Cluster Autoscaler adjusts the number of nodes in your cluster. It runs as a deployment and interacts with your cloud provider's API (EKS, GKE, AKS) to add or remove nodes.

**Scale-up trigger:** A pod is unschedulable because no node has enough resources. The Cluster Autoscaler simulates whether adding a node from any node group would allow the pod to schedule. If yes, it provisions a node.

**Scale-down trigger:** A node's utilization (sum of pod requests / node capacity) drops below a threshold (default 50%) for a sustained period (default 10 minutes). The autoscaler checks if all pods on the node can be moved elsewhere. If yes, it drains and removes the node.

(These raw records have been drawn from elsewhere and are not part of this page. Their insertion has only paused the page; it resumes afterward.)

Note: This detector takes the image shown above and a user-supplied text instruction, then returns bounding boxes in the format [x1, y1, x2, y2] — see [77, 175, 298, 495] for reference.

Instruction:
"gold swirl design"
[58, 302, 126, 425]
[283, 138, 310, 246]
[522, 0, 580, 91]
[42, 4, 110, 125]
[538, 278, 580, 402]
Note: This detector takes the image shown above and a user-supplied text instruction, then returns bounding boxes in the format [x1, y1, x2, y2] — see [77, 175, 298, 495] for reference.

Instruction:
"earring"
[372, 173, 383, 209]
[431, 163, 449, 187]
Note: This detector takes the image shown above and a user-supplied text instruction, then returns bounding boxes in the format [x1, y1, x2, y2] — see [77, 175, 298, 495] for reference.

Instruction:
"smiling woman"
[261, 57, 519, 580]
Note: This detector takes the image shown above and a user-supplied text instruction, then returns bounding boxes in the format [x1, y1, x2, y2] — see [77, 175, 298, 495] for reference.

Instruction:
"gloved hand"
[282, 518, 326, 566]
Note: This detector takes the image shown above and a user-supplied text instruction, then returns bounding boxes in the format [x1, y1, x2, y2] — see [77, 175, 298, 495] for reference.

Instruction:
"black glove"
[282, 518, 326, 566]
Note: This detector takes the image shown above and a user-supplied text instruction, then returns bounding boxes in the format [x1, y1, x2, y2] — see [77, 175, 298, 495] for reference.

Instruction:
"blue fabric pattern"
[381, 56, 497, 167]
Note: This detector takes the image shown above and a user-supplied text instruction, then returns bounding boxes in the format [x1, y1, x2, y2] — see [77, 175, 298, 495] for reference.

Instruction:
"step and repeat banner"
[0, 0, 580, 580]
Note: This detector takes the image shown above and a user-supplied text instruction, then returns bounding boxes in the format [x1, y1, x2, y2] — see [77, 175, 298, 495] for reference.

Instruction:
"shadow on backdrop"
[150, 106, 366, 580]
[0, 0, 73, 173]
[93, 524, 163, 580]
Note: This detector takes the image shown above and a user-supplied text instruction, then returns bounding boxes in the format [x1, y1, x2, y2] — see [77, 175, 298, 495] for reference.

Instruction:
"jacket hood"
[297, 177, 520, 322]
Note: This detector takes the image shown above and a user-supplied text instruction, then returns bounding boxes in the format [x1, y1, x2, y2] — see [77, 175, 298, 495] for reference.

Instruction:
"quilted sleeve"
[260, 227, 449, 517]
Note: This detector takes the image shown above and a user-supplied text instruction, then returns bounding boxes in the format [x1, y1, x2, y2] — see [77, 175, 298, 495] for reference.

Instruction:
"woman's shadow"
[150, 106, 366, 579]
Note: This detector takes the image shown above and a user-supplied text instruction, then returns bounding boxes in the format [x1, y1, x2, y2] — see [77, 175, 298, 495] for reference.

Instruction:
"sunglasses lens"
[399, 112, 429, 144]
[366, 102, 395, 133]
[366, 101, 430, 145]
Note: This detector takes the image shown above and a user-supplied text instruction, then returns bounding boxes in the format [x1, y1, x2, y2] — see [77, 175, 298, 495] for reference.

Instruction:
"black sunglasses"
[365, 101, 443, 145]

### Pod Disruption Budgets

PDBs protect workloads during node scale-down. The Cluster Autoscaler respects PDBs -- it will not drain a node if doing so violates a PDB:

```yaml
apiVersion: policy/v1
kind: PodDisruptionBudget
metadata:
  name: my-app-pdb
spec:
  minAvailable: 2        # or use maxUnavailable: 1
  selector:
    matchLabels:
      app: my-app
```

Without PDBs, the Cluster Autoscaler can drain all replicas of your app simultaneously during scale-down. Always define PDBs for production workloads.

### Scale-Down Blockers

Certain pods prevent node removal:
- Pods with local storage (`emptyDir` is fine, `hostPath` is not by default)
- Pods not managed by a controller (bare pods without a Deployment/ReplicaSet)
- Pods with `cluster-autoscaler.kubernetes.io/safe-to-evict: "false"` annotation
- Kube-system pods without a PDB

Annotate pods that are safe to evict even though they have local storage:

```yaml
metadata:
  annotations:
    cluster-autoscaler.kubernetes.io/safe-to-evict: "true"
```

## KEDA: Event-Driven Autoscaling

KEDA (Kubernetes Event-Driven Autoscaling) extends HPA with external event sources. It can scale based on queue depth, database connections, cron schedules, Prometheus queries, and dozens of other sources.

Install KEDA:

```bash
helm repo add kedacore https://kedacore.github.io/charts
helm install keda kedacore/keda --namespace keda --create-namespace
```

### Scale on Queue Depth

```yaml
apiVersion: keda.sh/v1alpha1
kind: ScaledObject
metadata:
  name: order-processor
spec:
  scaleTargetRef:
    name: order-processor    # Deployment name
  minReplicaCount: 0         # KEDA can scale to zero (HPA cannot)
  maxReplicaCount: 20
  cooldownPeriod: 300
  triggers:
    - type: rabbitmq
      metadata:
        host: amqp://guest:guest@rabbitmq.default.svc:5672/
        queueName: orders
        queueLength: "5"     # 1 pod per 5 messages in queue
```

KEDA also supports Prometheus queries, cron schedules, Kafka consumer lag, AWS SQS, and dozens of other trigger types. Its key advantage over plain HPA is **scale-to-zero**. Standard HPA requires `minReplicas >= 1`. KEDA manages the zero-to-one transition by watching the event source directly. Once the first pod is running, KEDA hands off to HPA for further scaling.

## Putting It Together

A production autoscaling setup typically combines all three:

1. **HPA** scales pods based on CPU/memory and custom metrics.
2. **Cluster Autoscaler** adds nodes when pending pods cannot be scheduled.
3. **PDBs** protect workloads during scale-down events.
4. **KEDA** handles event-driven workloads that need scale-to-zero.

The interaction is: HPA requests more pods, pods go to Pending because nodes are full, Cluster Autoscaler detects pending pods and provisions a node, the new pods get scheduled. On scale-down, HPA reduces replicas, Cluster Autoscaler detects underutilized nodes, respects PDBs, drains, and removes nodes.